Foto: Marcelo Camargo/Agência Brasil
A arrecadação com o Imposto de Renda (IR) sobre dividendos deverá fechar o ano somando R$ 17,2 bilhões, segundo estimativa apresentada pela Receita Federal. O valor representa uma frustração de aproximadamente R$ 10,8 bilhões em relação à previsão inicial de R$ 28 bilhões inscrita no Orçamento.
A nova projeção foi divulgada durante a apresentação do Relatório Bimestral de Avaliação de Receitas e Despesas.
Desempenho no primeiro semestre
A criação da tributação sobre dividendos teve como objetivo principal compensar a perda fiscal provocada pela ampliação da faixa de isenção do IR para trabalhadores que recebem até R$ 5 mil por mês — medida cujo impacto estimado também é de R$ 28 bilhões no ano.
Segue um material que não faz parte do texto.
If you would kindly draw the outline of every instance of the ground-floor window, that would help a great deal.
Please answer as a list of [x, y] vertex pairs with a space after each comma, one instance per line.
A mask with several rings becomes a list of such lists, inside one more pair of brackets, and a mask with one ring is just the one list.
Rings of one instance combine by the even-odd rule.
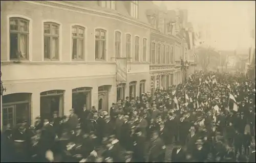
[[170, 75], [166, 75], [166, 90], [168, 90], [169, 89], [169, 80], [170, 79]]
[[15, 126], [18, 121], [30, 124], [31, 93], [21, 93], [3, 96], [2, 122], [4, 129], [7, 124]]
[[174, 85], [174, 74], [172, 74], [170, 75], [170, 85]]
[[142, 80], [140, 82], [140, 97], [141, 97], [142, 93], [144, 93], [145, 91], [145, 85], [146, 80]]
[[63, 115], [64, 91], [51, 90], [40, 94], [40, 115], [51, 118], [54, 112], [59, 116]]
[[91, 108], [91, 87], [80, 87], [72, 90], [72, 108], [79, 115], [84, 106]]
[[155, 91], [155, 77], [154, 76], [151, 77], [150, 89], [151, 91], [151, 95], [153, 95]]
[[120, 100], [124, 100], [125, 96], [125, 84], [119, 84], [116, 88], [116, 101], [118, 102]]
[[130, 99], [136, 97], [136, 85], [137, 82], [132, 82], [130, 83], [129, 97]]

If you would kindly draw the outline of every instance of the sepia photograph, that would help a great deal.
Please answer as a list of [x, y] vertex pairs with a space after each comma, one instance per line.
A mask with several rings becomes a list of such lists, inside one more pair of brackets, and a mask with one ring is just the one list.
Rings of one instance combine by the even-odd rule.
[[255, 1], [1, 1], [1, 162], [255, 162]]

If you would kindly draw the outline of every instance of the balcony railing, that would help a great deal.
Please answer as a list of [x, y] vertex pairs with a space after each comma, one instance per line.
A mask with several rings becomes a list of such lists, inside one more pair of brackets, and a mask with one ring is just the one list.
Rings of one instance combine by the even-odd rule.
[[151, 70], [172, 69], [175, 68], [175, 64], [151, 64], [150, 67]]

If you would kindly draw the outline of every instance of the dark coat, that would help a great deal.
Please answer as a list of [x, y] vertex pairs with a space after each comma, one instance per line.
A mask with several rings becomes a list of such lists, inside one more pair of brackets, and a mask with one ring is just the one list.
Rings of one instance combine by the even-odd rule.
[[151, 142], [149, 148], [149, 162], [163, 162], [164, 161], [166, 147], [161, 138], [157, 138]]
[[181, 148], [179, 153], [177, 153], [178, 147], [173, 149], [170, 160], [172, 162], [183, 162], [186, 159], [186, 152], [183, 148]]

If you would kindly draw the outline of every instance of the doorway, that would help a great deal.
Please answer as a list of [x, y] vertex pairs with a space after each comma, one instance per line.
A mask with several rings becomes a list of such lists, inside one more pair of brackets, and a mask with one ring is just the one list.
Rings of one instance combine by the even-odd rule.
[[84, 105], [88, 109], [91, 108], [91, 87], [80, 87], [72, 90], [72, 108], [77, 115], [80, 115]]
[[99, 87], [98, 89], [98, 108], [99, 110], [109, 111], [108, 86]]
[[40, 115], [43, 118], [51, 118], [54, 112], [63, 115], [63, 94], [62, 90], [53, 90], [40, 93]]

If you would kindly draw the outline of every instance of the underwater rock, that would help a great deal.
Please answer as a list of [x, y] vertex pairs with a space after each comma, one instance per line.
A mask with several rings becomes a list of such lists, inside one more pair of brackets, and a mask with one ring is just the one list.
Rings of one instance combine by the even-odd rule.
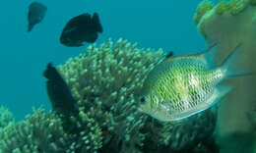
[[[250, 72], [255, 72], [255, 0], [220, 1], [216, 5], [210, 3], [208, 0], [199, 5], [195, 22], [208, 44], [219, 42], [221, 51], [217, 55], [217, 62], [220, 63], [229, 54], [231, 48], [240, 43], [242, 46], [237, 68], [244, 67]], [[227, 81], [228, 84], [235, 86], [235, 89], [220, 105], [216, 138], [221, 152], [250, 153], [252, 152], [250, 148], [256, 145], [256, 135], [247, 118], [247, 113], [256, 106], [255, 80], [256, 76], [252, 75]], [[236, 134], [239, 135], [237, 138], [232, 136]], [[226, 140], [228, 143], [224, 143]], [[253, 143], [250, 143], [251, 146], [241, 143], [239, 147], [233, 147], [232, 144], [241, 141]]]
[[46, 11], [47, 7], [45, 5], [38, 2], [31, 3], [28, 13], [28, 31], [31, 31], [36, 24], [39, 24], [43, 20]]

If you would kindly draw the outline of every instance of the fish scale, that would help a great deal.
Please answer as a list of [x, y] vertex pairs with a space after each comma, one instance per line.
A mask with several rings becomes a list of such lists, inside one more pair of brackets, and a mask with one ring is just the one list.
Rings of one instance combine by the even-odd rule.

No entanto, o fluxo inicial ficou abaixo do esperado:
- Janeiro a junho: A arrecadação acumulada foi de apenas R$ 2,2 bilhões.
- Julho a dezembro: O Fisco projeta captar os R$ 15 bilhões restantes para atingir o total previsto para o ano.
O chefe do Centro de Estudos Tributários e Aduaneiros da Receita Federal, Claudemir Malaquias, ponderou que o ritmo de recolhimento no segundo semestre continuará sob forte monitoramento.
O que diz a equipe econômica?
Apesar da retração inicial na nova fonte de receita, o Ministério do Planejamento e Orçamento adota cautela e avalia que o comportamento desse tributo não ocorre de maneira linear ao longo dos meses.
“Não dá para tratar isso de maneira linear. Agora, nós já vamos entrando no segundo semestre e haverá mais base para entender se essa projeção se mantém ou não”, pontuou o ministro do Planejamento e Orçamento, Bruno Moretti.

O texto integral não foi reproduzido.